A well-thought-through brand strategy and identity enables you to identify your consumer and communicate with them clearly about the things that matter to them. Australian organic wine producer Fourth Wave created Tread Softly as a ‘next generation wine for the next generation of drinker’ in response to the increasing appetite for lighter wines that taste good, while having minimal environmental impact.
The semiotics of the labels support the name, with graphics that are delicate and considered. It’s a daring, restrained approach, but the design aesthetic was developed with a softness that complements the brand premise and name. Overall, the brand celebrates the wine range’s pioneering, eco-aware spirit and communicates that the wines are better for the planet and the consumer. An eco-stamp on the back of a traditionally presented label is never going to communicate that messaging in as powerful and engaging a way.

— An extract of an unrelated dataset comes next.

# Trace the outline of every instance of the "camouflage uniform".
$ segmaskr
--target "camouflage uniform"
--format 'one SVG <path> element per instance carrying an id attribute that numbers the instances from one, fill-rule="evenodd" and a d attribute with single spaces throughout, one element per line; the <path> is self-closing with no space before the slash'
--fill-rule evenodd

It’s a mistake to think of branding – whether celebrity or not – as somehow reductive. Heemskerk Wines’ Georg Jensen Hallmark Cuvée, for example, is a super-premium, contemporary brand for which style and design is an integral part of the wine experience. The brand captures the integrity, purity and elegance of Tasmania’s cool climate. Or Penfolds’ Quantum, the last word in serious luxury and esteemed brand design.
It can go wrong, however. Cameron Diaz’s Avaline is branded as a ‘clean wine’ to counter all the ‘unnatural’ winemaking practices out there. It’s a hook for mainstream wine drinkers, but the issue is credibility. The term ‘clean’ is misleading and problematic and creates a sense of mistrust across the entire category.
The reality is that this brand still filtrates the wines using agents such as pea protein, bentonite clay or cream of tartar. It’s no ‘cleaner’ than any other organic wine out there, and less ‘clean’ than many natural wines.
Kylie makes no such claims. And if you’re looking for a joyful sparkling pink to bring some much-needed levity to your evenings as we start to enjoy the warmer weather and mixing with friends in a post-pandemic world, what could be better?